This document provides guidance to OpenCL™ developers who want to optimize applications running on Intel® processor graphics. Specifically, this document shows you how to minimize the memory footprint of applications and reduce the amount of copying on buffers in the shared physical memory system of an Intel® System on Chip (SoC) solution. It also provides working source code to demonstrate these principles.

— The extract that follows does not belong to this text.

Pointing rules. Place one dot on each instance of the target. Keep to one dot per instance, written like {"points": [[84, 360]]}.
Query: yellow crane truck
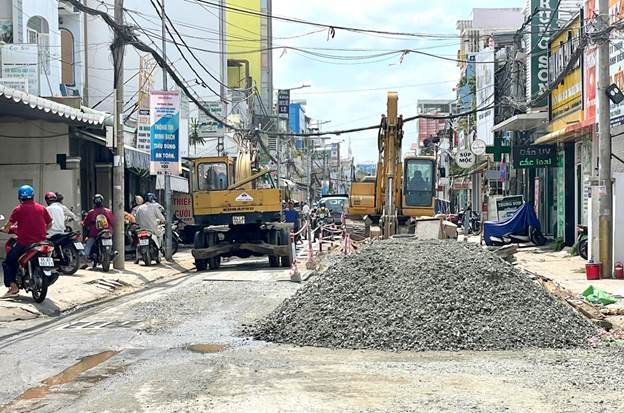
{"points": [[239, 213], [403, 192]]}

The OpenCL 1.2 Specification includes memory allocation flags and API functions that developers can use to create applications with minimal memory footprint and maximum performance. This is accomplished by eliminating extra copies during execution, referred to as zero copy behavior. This document augments the OpenCL API specification by giving guidance specific to Intel processor graphics.

Key Takeaway

To create zero copy buffers, do one of the following:

  • Use CL_MEM_ALLOC_HOST_PTR and let the runtime handle creating a zero copy allocation buffer for you
  • If you already have the data and want to load the data into an OpenCL buffer object, then use CL_MEM_USE_HOST_PTR with a buffer allocated at a 4096 byte boundary (aligned to a page and cache line boundary) and a total size that is a multiple of 64 bytes (cache line size).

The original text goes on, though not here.